The doubling of characters is also carried over, albeit in a less fully developed way, to the two women in the film, the girlish Doris (Beatrice Pearson), who works for Leo's numbers racket but quits in a moment of conscience, and the prototypical femme fatale Edna (Marie Windsor), the wife of Joe's gangster client Ben Tucker (Roy Roberts). Doris might easily have been just another in a long line of sappy, unbearable heroines coming out Hollywood, but there's much more to her than a cute face and a plucky attitude. Pearson was a stage actress who made her movie debut in Force of Evil, then quickly returned to the stage for the rest of her career, obviously a loss for the movies on the evidence of this performance. She brings a subtle blend of emotions to this complex character, who projects such innocence and all-American cleanliness, and yet who has served as secretary for a numbers runner for years. She's a good girl with a criminal record, and she's undeniably drawn to Joe's roguish charm and his unabashed advocacy for naked self-interest and criminal greed. The sexual frisson between her and Joe is downright hot: not their curiously passionless kisses, but the quick-witted dialogue they throw back and forth, which crackles with the unsaid seduction going on between them. When Joe tells her he's celebrating "a clear conscience," she primly asks, "Oh, whose?" Certainly not Joe's, but probably not hers either.
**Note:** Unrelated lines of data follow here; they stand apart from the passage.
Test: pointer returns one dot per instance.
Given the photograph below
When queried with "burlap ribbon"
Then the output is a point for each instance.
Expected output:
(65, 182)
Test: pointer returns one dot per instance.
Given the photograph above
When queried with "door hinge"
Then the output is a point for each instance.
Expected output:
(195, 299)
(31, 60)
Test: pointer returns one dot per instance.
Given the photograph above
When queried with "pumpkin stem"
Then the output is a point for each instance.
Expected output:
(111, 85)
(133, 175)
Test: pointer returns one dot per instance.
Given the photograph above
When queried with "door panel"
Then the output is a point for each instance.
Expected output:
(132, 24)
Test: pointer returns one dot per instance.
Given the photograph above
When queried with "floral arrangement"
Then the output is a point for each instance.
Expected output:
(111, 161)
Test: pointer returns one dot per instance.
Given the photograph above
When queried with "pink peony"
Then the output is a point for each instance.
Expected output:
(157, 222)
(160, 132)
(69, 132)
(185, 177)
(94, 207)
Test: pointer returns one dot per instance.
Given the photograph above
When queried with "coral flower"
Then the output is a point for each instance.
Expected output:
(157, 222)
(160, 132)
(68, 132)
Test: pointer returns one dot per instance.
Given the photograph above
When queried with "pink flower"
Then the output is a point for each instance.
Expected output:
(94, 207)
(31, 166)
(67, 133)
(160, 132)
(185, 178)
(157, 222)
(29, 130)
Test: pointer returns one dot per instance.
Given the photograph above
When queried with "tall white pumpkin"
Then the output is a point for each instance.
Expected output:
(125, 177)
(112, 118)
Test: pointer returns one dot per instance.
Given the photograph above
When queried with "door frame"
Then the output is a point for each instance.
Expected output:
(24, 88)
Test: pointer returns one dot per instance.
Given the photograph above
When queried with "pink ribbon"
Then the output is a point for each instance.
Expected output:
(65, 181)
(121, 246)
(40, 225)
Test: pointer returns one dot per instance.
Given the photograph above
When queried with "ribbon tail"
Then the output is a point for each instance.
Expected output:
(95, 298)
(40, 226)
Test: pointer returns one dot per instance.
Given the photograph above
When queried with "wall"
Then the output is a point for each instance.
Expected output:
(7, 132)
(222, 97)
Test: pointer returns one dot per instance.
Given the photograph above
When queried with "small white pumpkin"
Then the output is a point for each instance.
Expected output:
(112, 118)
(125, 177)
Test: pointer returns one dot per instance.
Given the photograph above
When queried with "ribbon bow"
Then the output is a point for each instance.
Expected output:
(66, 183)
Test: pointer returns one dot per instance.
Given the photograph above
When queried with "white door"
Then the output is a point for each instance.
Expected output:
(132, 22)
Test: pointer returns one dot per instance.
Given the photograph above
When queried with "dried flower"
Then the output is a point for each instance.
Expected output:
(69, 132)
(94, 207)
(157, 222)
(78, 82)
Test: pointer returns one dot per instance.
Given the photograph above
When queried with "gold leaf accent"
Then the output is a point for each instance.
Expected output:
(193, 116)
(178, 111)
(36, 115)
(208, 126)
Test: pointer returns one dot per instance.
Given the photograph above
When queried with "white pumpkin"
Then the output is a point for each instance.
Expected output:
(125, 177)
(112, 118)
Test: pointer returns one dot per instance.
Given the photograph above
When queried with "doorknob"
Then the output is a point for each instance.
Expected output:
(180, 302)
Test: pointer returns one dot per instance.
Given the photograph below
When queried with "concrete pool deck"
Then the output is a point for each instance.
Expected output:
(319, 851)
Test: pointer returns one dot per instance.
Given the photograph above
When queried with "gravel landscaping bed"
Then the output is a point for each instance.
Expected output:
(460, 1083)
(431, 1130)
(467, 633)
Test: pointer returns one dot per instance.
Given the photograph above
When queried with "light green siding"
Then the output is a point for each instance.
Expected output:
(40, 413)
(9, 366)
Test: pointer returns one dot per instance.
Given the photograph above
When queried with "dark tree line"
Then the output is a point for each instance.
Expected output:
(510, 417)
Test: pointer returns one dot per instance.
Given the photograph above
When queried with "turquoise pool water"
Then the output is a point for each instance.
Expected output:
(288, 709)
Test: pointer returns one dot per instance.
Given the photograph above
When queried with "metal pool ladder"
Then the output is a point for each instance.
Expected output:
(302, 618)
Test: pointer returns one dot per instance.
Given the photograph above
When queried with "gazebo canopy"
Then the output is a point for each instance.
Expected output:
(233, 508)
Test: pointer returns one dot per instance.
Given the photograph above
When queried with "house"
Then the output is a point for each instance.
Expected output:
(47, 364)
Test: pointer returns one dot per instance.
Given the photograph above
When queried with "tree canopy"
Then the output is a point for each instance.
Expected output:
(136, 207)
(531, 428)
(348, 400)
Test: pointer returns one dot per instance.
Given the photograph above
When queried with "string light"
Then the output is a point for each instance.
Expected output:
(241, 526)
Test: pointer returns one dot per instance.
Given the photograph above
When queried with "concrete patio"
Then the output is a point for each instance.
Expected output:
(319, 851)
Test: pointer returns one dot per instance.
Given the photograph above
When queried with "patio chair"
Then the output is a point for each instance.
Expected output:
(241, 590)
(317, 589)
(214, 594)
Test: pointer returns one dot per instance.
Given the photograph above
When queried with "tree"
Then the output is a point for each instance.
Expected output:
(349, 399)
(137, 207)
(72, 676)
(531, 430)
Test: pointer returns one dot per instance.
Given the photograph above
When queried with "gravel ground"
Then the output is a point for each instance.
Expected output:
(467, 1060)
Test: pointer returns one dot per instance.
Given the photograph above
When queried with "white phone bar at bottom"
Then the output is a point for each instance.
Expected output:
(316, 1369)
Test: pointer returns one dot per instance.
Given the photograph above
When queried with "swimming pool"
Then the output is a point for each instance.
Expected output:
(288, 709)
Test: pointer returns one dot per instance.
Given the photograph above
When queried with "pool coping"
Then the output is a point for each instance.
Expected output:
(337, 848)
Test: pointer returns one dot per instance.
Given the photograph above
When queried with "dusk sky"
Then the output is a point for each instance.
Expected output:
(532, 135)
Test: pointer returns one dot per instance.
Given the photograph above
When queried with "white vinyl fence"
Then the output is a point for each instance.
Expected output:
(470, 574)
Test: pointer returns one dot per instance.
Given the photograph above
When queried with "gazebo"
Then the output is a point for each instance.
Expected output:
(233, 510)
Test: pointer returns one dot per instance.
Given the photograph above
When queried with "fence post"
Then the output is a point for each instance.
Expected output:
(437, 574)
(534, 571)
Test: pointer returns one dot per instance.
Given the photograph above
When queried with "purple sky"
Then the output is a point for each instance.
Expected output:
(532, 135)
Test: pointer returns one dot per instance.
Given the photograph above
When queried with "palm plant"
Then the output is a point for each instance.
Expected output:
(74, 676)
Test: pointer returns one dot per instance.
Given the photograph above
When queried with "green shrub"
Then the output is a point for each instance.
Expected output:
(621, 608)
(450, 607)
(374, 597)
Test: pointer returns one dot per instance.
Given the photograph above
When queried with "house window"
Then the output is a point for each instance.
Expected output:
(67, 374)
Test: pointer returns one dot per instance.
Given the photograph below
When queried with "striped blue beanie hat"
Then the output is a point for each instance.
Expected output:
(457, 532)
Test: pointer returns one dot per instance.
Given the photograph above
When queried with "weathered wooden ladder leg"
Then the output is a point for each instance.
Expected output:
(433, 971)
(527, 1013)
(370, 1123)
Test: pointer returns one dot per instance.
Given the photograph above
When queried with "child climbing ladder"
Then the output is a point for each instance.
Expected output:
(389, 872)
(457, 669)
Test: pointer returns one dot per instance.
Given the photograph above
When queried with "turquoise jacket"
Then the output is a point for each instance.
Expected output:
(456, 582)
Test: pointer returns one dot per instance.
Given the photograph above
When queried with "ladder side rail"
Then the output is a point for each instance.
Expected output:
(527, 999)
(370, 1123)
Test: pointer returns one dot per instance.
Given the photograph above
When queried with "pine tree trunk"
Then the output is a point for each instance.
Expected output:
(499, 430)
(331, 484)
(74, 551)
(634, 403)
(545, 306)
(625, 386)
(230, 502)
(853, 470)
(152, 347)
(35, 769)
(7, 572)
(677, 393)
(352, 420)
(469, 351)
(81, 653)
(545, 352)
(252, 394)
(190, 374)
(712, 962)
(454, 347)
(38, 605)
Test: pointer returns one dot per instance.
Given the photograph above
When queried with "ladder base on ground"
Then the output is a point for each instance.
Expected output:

She's all mock-innocence and widened eyes, but her pouty mouth is just as likely to twist into a bit of a smirk as it is to patiently wait for a kiss. Next to her, the film's real femme fatale seems almost boring, even though Marie Windsor is a joy even in a somewhat small role, as the gangster's wife who keeps hitting on and tormenting her husband's lawyer more out of boredom than anything else.
Polonsky's first directorial effort inevitably makes one bemoan his shortened career. His visual sense is well-developed even on his first foray behind the camera. He has a crisp, clean sensibility, an eye for realistic street scenes and expressionist shadowy interiors alike. He creates a strangely unpopulated, artificial-seeming city that only occasionally opens out into brightly lit views of its buildings and facades, but seldom its people: the streets of this city are mostly empty. This emptiness is carried through in every frame of the film, especially in the undecorated white walls of the mobster Tucker's home, against which any human figure stands out like a filthy blotch on the unblemished white. In one striking sequence, as Tucker and Joe walk down a white staircase, Polonsky shoots from above in a long shot, letting them get lost in the nearly abstract maze of lines and shapes formed by the stairs, the railing, and the shadows strewn across the wall. Polonsky uses these striking effects sparingly, letting his dramatic framings accentuate the action: looking up from the bottom of a staircase at Joe, framed in shadowy profile; seeing Joe's face move, in close-up, through the criss-crossing areas of light and shadow in an abstracted composition. Force of Evil is a true classic noir, one of the shining masterpieces of the genre.